Cuando nos toca estar al otro lado.
Desde hace unos cuantos años paso muchas horas en el hospital, y las que me quedan. Le debo tantas horas al hospital que creo que voy a necesitar un hijo para que las termine de pagar. Pero siempre las paso al otro lado, del lado bueno, el lado del que trabaja.
Le llamo «el lado bueno» porque, se mire como se mire, estar del lado del paciente pocas veces tiene algo de bueno. Una ingresa de vacío y sale con unas piedras en un frasquito, tres pulseras en la muñeca, que parece que vienes de una ruta de festivales veraniegos, o hasta incluso con un niño… Lo que yo decía, que no trae nada bueno ingresar. Para eso me voy a un hotel, que me voy de alta con los jaboncitos del baño, el cartel de «No molesten» y unos caramelos de recuerdo.
Como ya habréis imaginado a estas alturas, sí, me tuvieron ingresada, y oye, qué mal se está en la habitación de un hospital.
El tema comida, está muy cuidado. El café del desayuno viene pensado para que no te quemes al beberlo: ¡siempre viene frío! Y con el bollo, más de lo mismo, como no saben qué sabor le gusta a cada uno, pues no le ponen ninguno. Porque otra cosa no harás mientras estás allí, pero comer… ¡eso que no falte!

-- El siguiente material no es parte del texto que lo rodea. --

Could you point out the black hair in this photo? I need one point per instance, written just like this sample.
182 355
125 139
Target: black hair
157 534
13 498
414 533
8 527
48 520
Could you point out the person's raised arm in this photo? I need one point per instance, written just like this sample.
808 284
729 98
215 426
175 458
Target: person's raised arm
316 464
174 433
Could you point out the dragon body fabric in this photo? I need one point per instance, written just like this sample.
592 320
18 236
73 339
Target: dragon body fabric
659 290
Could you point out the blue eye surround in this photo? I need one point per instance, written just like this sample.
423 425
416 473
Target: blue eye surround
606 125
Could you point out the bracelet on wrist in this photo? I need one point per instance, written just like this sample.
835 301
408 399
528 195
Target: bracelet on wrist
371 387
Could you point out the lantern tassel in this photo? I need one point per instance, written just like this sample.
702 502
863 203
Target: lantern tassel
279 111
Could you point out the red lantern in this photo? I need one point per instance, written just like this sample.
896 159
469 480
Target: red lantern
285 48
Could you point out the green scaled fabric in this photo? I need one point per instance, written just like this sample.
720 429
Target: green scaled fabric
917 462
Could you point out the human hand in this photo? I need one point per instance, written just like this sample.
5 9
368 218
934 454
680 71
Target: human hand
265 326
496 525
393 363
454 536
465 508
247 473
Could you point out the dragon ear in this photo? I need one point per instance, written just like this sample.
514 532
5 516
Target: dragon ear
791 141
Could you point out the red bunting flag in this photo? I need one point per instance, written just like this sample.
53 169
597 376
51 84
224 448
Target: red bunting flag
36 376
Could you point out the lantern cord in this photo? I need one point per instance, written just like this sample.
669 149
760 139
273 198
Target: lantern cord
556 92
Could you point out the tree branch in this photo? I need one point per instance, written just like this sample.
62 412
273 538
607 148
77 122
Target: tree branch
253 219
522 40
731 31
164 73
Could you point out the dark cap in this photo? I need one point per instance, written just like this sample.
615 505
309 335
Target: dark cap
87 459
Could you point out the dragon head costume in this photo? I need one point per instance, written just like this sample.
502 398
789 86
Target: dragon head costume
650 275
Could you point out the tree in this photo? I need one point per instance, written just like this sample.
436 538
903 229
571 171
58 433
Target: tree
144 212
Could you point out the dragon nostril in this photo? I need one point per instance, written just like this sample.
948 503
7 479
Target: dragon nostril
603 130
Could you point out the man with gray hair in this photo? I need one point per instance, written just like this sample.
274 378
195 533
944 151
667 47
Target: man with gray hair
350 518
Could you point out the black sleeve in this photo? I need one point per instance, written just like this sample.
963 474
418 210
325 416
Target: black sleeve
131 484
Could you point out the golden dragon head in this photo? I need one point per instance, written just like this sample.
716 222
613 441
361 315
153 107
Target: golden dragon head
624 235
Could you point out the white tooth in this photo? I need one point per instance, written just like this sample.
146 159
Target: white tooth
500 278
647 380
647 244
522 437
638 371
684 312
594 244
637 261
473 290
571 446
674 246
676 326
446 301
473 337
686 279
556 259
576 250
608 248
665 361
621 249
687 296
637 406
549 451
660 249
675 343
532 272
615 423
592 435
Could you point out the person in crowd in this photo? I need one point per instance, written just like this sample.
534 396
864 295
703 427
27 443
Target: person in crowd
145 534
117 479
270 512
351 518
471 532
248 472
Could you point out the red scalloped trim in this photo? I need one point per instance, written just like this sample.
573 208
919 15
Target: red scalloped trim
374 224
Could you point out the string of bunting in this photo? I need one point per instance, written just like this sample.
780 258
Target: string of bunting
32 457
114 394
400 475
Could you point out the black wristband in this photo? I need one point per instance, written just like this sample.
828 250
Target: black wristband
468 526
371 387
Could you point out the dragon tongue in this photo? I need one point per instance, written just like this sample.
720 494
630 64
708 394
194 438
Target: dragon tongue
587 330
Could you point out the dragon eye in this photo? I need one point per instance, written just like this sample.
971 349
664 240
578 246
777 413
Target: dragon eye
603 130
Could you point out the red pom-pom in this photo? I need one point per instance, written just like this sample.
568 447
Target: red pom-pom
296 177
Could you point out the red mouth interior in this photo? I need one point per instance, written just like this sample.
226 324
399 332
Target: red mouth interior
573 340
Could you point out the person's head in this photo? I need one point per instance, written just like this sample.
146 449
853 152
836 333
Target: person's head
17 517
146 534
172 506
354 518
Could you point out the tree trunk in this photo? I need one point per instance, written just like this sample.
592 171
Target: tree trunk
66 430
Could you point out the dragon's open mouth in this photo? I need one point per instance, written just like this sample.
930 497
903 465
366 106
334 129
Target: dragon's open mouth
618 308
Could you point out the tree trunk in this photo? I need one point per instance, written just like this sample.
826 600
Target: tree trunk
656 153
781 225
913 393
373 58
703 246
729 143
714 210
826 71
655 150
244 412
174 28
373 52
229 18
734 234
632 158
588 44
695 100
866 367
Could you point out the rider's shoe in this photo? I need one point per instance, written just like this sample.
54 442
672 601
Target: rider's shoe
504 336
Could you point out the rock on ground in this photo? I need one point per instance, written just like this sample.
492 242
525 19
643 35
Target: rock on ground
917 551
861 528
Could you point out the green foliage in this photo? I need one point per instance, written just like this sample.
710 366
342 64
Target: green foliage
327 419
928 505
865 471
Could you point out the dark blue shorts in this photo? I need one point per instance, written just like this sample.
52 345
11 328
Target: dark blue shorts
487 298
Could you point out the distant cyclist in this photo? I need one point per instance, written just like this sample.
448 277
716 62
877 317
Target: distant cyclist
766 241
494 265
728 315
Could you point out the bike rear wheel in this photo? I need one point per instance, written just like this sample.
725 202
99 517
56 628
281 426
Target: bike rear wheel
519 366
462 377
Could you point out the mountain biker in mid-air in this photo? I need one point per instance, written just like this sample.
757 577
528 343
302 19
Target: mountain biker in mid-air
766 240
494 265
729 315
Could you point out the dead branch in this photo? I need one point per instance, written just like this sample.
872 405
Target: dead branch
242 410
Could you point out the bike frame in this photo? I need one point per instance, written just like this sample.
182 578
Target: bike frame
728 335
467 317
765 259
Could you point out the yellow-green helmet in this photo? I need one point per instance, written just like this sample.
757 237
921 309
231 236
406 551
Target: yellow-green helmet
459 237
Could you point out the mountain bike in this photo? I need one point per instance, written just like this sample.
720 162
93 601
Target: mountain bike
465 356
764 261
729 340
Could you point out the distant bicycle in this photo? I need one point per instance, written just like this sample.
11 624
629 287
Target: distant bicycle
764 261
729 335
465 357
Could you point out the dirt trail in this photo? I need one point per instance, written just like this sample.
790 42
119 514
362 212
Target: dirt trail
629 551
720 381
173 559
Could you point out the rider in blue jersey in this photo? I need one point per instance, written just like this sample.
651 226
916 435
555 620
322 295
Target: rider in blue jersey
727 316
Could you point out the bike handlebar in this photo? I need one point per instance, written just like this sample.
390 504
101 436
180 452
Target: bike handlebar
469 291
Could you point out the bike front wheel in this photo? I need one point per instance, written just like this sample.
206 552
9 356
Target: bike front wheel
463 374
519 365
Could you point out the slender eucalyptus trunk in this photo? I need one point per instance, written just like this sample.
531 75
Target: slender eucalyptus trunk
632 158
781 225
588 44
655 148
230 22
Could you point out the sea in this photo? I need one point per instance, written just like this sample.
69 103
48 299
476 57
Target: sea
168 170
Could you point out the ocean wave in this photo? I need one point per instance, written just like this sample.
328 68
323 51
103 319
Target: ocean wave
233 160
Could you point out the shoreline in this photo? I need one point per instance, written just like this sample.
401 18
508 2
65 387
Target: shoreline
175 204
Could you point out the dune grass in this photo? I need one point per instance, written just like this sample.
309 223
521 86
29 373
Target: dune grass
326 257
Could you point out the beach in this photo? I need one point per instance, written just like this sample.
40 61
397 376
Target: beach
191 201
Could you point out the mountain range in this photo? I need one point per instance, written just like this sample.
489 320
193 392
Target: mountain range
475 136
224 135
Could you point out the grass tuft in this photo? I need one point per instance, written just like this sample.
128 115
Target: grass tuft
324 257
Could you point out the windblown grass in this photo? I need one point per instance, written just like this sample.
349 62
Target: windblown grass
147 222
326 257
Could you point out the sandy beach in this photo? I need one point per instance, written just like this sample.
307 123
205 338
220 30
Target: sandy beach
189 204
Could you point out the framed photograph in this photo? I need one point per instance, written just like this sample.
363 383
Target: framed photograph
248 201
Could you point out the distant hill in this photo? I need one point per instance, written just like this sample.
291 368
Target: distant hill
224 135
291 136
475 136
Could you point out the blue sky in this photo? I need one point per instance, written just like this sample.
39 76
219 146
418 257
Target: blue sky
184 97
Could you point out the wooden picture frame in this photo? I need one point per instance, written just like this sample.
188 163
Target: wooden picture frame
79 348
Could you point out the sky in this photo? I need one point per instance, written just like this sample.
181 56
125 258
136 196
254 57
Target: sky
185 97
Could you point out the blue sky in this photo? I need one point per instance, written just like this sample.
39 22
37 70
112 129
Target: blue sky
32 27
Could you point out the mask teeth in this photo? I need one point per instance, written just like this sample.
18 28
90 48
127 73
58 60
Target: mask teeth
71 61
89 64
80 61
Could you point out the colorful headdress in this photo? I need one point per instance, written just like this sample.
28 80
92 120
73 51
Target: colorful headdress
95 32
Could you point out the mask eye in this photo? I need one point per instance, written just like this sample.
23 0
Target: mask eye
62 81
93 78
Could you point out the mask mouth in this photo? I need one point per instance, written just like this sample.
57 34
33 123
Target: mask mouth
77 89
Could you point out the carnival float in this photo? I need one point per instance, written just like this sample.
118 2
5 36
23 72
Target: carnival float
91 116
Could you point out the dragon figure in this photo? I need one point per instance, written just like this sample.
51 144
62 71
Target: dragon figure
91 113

El desayuno, lo de media mañana, la comida, la merienda (¡cuántos años hacía que no merendaba!, esto como cuando iba al colegio), la cena, lo de después de cenar por si te has quedado con hambre, los bombones de la tía Mary (caja roja, cómo no), los toffees de la vecina que se ha enterado, no sabes cómo, de que estás ingresada… ¡¡Voy a reventar!!, que yo tenía la operación bikini casi a punto (de empezar).
Pero aún no había llegado lo peor, no, eso llegó con el momento «necesito sacar de mi cuerpo todo esto que me estáis metiendo». ¡Ja! La cuña, vaya con el instrumento de tortura ese, que mira que no habré puesto yo cuñas, pero… ¿habéis probado a mear en una? Y encima me entero de que en México a la cuña la llaman «cómodo»… y luego soy yo la del humor negro. Ahí te ves tú, en tres puntos, apoyada en la nuca y en los pies, culete al aire, meten la cuña y… ¡flop! ¡¡Aquello hace vacío!! No me vuelvo a quejar por ir a mear al baño de una discoteca con la puerta que no cierra, el bolso colgado del cuello, un pie en la puerta, el abrigo en un brazo y el cleenex entre los dientes. La cuña es peor, lo juro. Encima mientras meo y se escucha el chorrito en toda la habitación, me giro y tengo a la abuela de la cama de al lado que me mira y me sonríe. ¿Llevas dos días en coma y justo te tienes que despertar ahora?
Y por si te quedan pocas ganas de vivir así, llegan las visitas: las mías, las de la abuelita de al lado, la señora que viene porque allí estaba ingresada una vecina suya hace dos semanas y por si seguía, pero ahora está muy cansada y se queda un rato, el de mantenimiento que viene a mirar la luz, la del kiosko de enfrente que le habían encargado una revista los familiares de la abuela pero no se acuerda de qué revista era… ¡¡¡Dejadme en paaaaaz!!! Lo he decidido: para mi próxima vida me pido ser gitana para que me pongan en una habitación individual.
Pero qué sería de los ingresos hospitalarios sin estos ratos de humor, porque, como dice Albert Espinosa, cuando estás en un hospital lo que te mata no es la enfermedad, lo que realmente te mata es el aburrimiento.